Re: Items not listed as "new" in the draft charter

On Mar 26, 2010, at 3:29 AM, Marcos Caceres wrote:

>
> Hi Maciej,
>
> On 26/03/10 3:24 AM, Maciej Stachowiak wrote:
>
>> Apple has chosen not to participate in Widgets standards work at the
>> W3C.
>
> That's not true, Apple has directly influenced and participated in  
> the work: remember [1], and the others fun exclusions of late (I  
> think one even has your name on it). Of course, Apple is free to  
> exclude whatever it wants... but this seems in contradiction to the  
> "Apple Computer's Statement on the Draft W3C Patent Policy" [2].  
> Remember the bit about:
>
> "Apple supports a W3C patent policy with an immutable commitment to  
> royalty-free licensing for fundamental Web standards. Apple offers  
> this statement in support of its position."
>
> If Apple no longer supports the W3C's mission and patent policy, you  
> should probably ask that [2] now be taken down (then happily  
> continue to exclude patents willy-nilly, as is Apple's right as a  
> W3C member).

If you keep reading past that sentence, you'll see there is no  
contradiction:

"At the same time, the corporate, governmental, institutional, and  
individual entities that support Web standardization by contributing  
and considering technology for adoption as a standard have legitimate  
interests in protecting — through intellectual property rights — the  
fruits of their own investments in technology. A patent policy that  
requires intellectual property rights owners to commit their valuable  
intellectual property in advance and without exception would  
undoubtedly discourage participation in the W3C."
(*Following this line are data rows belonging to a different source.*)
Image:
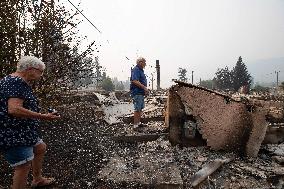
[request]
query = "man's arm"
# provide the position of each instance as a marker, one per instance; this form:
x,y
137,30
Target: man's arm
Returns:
x,y
15,108
139,84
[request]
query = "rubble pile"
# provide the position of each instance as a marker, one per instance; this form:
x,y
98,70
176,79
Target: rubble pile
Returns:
x,y
87,151
220,120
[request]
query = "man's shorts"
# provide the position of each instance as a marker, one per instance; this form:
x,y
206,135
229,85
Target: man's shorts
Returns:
x,y
138,101
20,155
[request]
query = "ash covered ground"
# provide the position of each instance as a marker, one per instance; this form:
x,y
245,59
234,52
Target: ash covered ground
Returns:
x,y
82,153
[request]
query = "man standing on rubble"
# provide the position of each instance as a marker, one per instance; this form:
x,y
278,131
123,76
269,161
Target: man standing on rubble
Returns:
x,y
138,88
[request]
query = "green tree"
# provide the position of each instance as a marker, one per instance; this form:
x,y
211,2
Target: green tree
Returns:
x,y
240,74
182,74
47,30
107,84
223,78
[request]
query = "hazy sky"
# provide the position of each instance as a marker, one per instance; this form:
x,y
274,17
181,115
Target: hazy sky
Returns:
x,y
199,35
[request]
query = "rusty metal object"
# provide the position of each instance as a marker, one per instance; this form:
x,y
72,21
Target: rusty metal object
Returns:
x,y
223,122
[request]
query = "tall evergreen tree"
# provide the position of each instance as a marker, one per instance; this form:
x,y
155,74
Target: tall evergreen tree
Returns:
x,y
182,74
223,78
241,77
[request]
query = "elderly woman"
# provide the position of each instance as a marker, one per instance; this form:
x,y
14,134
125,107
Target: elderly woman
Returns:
x,y
20,142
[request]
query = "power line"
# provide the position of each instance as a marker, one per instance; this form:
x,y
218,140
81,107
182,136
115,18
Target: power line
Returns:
x,y
83,15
"To balance these conflicting interests, Apple believes that W3C  
should promulgate only royalty-free standards, but should permit  
individual members to identify and exclude specific patents that they  
are not willing to license on a royalty-free basis."


> Or is it that Apple alone gets to decide what constitutes a  
> "fundamental web standard" and not the W3C community?

Every W3C Member Company gets to decide which patents they choose to  
exclude from royalty-free licensing. Everyone here has agreed to the  
W3C Patent Policy as part of their Invited Expert agreement or their  
employer's Member agreement, respectively.